On Tue, 18 Mar 2025 11:30:27 -0700 Nhat Pham <nphamcs@gmail.com> wrote:

> The memory reclaim algorithm categorizes pages into active and inactive
> lists, separately for file and anon pages. The system's performance
> relies heavily on the (relative and absolute) accuracy of this
> categorization.
> 
> This patch series add a new DAMOS filter for pages' activeness, giving
> us visibility into the access frequency of the pages on each list. This
> insight can help us diagnose issues with the active-inactive balancing
> dynamics, and make decisions to optimize reclaim efficiency and memory
> utilization.
> 
> For instance, we might decide to enable DAMON_LRU_SORT, if we find that
> there are pages on the active list that are infrequently accessed, or
> less frequently accessed than pages on the inactive list.

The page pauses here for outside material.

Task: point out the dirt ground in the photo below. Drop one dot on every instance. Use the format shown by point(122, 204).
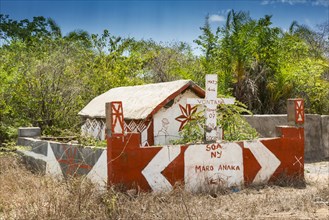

I agree to all the points, and thank you very much for this great patch series.

For other readers' information, DAMOS filters are for visibility of not only
the human users, but also DAMOS itself.  This new filter type will also be very
useful at making DAMOS schemes that respects LRU information (e.g., reclaim
DAMON-found cold pages but only if it is on inactive LRU list).